As a consequence, all technology papers from all students will be
available as a single big technical report. To achieve this all
reports must be written in the same format. This will be LaTeX and all
references have to be provided a bibtex file while you use jabref.
Alternatively, lyx.org can be used, if you prefer to edit
latex in what you see is almost what you get format. The use of
sharelatex or overleave or lyx.org is allowed.
Piazza
All communication will be done via Piazza. We will not read e-mail
send to our university or private e-mails. All instructors are
following this rule. Any mail that is not sent via Piazza will be
not read and deleted. This is also true for any mail send to
the inbox system in CANVAS. We found CANVAS a not scalable solution
for our class and will not use CANVAS for reaching out to you. If you
need a different mechanism to communicate with us, please ask on Piazza
how to do that. Please note that private posts in piazza are shared
among all instructors and TAs.
To sign up in piazza please follow this link:
We have created a number of piazza folder to organize the posts int
topics. Thes folders are:
- help:
- Our help folder is just like a ticket system that is monitored by
the TA’s. Once you file a question here, a TA will attend to it,
and work with you. Once the issue you had is resolved, the TA is
marking it as resolved. If you need to reopen a help message,
please mark it again as unresolved or post a follow up.
- project:
- Questions related to projectsis posted here.
- logistics:
- Question regarding the logistics of the class are posted
here. This includes questions about communication, meeting times,
and other administrative activities.
- papers:
- Questions regarding the paper are posted here.
- grading:
- Questions regarding grades are posted here.
- clouds:
- Questions regarding cloud resources are posted here.
- faq:
- Some questions will be transformed to FAQ’s that we post here.

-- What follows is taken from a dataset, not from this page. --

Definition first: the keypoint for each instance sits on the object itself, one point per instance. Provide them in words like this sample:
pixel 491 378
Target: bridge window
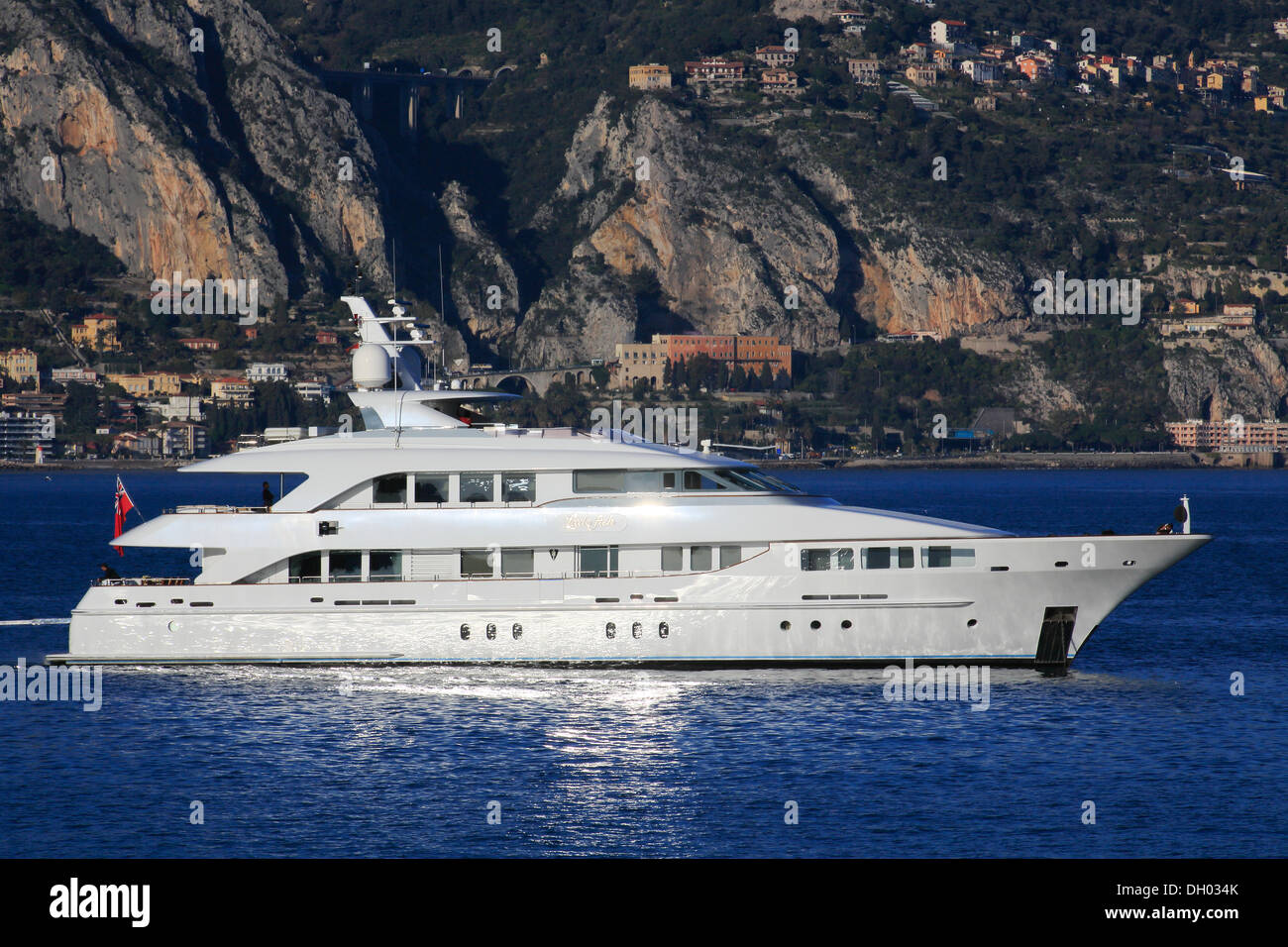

Note also that we have an FAQ on the class Web page that you may
want to visit. We try to move important FAQ’s from Piazza into the
Web page, so it is important that you check both.
- meetings: Here we will post times for meetings with TA’s and
- instructors that are not yet posted on the Web page as part of the
regular meeting times. Class participants are allowed to attend
any Zoom meeting that we announce in this folder. For online
students we will also determine a time for regular meetings. The
TAs are required to hold 10 hours of meeting times upon request
with you. Please make use of this.
- other:
- In case no folder matches for your question use other.

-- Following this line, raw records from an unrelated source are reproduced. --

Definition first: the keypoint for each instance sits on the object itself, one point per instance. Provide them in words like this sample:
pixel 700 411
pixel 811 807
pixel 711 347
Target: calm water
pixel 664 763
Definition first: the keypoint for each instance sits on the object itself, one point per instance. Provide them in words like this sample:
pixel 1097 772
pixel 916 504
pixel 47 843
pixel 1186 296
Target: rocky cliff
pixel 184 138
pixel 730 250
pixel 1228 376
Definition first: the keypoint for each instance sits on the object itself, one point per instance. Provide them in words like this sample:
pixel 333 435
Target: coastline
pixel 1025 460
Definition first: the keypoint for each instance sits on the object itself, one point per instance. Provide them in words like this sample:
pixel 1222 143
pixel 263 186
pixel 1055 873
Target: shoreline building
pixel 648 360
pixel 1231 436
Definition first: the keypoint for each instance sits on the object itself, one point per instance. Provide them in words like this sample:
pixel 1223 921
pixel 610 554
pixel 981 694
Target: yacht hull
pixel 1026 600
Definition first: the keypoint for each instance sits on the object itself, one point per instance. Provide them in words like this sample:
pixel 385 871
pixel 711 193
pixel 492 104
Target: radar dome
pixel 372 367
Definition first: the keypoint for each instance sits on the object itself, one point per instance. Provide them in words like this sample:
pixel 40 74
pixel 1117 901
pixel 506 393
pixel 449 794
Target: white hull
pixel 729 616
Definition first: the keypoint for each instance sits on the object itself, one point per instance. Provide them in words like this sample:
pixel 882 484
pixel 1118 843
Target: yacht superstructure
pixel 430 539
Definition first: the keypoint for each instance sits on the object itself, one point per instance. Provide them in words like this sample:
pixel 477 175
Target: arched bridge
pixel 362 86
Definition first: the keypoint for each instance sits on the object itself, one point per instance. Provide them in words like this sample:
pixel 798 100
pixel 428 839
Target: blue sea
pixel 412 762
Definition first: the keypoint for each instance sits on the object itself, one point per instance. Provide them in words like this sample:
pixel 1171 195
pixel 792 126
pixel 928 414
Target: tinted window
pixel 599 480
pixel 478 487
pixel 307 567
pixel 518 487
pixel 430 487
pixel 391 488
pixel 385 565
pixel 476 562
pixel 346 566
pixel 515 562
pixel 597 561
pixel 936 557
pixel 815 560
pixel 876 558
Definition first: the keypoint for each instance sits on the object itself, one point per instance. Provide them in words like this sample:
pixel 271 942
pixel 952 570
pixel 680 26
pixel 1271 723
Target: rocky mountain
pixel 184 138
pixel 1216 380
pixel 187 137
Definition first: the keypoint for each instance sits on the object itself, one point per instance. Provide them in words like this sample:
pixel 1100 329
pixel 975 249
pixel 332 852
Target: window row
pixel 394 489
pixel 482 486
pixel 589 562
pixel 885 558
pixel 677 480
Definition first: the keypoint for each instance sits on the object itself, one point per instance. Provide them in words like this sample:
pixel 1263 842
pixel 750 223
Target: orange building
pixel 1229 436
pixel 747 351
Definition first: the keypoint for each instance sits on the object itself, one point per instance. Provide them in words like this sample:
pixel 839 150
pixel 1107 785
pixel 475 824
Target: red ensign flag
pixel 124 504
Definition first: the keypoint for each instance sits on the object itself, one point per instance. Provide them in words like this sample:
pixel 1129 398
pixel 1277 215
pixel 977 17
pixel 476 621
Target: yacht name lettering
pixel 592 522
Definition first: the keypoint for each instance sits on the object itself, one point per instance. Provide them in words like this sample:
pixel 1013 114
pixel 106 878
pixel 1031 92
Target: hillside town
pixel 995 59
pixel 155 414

Tips on how to achieve your best
While teaching our classes we noticed the following tips to achieve
your best:
- Listening to the lectures
- Set aside enough undisturbed time for the class. Switch off
facebook, twitter, or other distracting social media systems when
focussing on the class.
- Ask for help. The TAs can schedule custom help office hours on
appointment during reasonable times.
- Do not Procrastinate.
- Do not take your other classes more serious.
- Start the project in the first 4 weeks of the class
- Be aware that this class is not based on a text book and what this
implies.
- Do not overestimate the technical abilities.
- Do not underestimate the time it takes to do the project.
- Do not forget to include benchmarks in your project.
- Unnecessarily struggling with LaTeX as you do not use an example we
provide.
- Trying to do things just on Windows which is typically more difficult
than using Linux.
- Not having a computer that is up to date. Update your memory and
have a SSD
- Ignoring obvious security rules and not integrating ssh form the
start into your projects.
- Not posting passwords into git. For example git does
not allow to easily completely delete files that contain secret
information such as passwords. It takes significant effort to do
that. Make sure you do add in git on individual files and never
just a bulk add.
- Having your colleagues do the work for you
- Underestimating the time it takes to do deployments
- Not reading our piazza posts and repeating the same question over
and over
- Use Piazza to communicate and not CANVAS or e-mail.
- When you receive an e-mail from piazza, reply to it while clicking
on the link instead of replying via e-mail directly. This is more
reliable.
Submissions
Your papers and projects will be developed on GitHub and submitted
using Pull Requests. The process
is as follows:
- fork the sp17-i524 repository.
- clone your fork and commit and push your changes.
- submit a pull request to the master branch of the origin repository.
See the repository for details on the individual assignments. As it
will periodically be updated, make sure you are familiar with the
process of Syncing a fork.
Some things to keep in mind:
- space on github is limited, so do not add datasets to the
repository. Any datasets you use should be publicly hosted and
deployed as part of your project ansible deployment scripts.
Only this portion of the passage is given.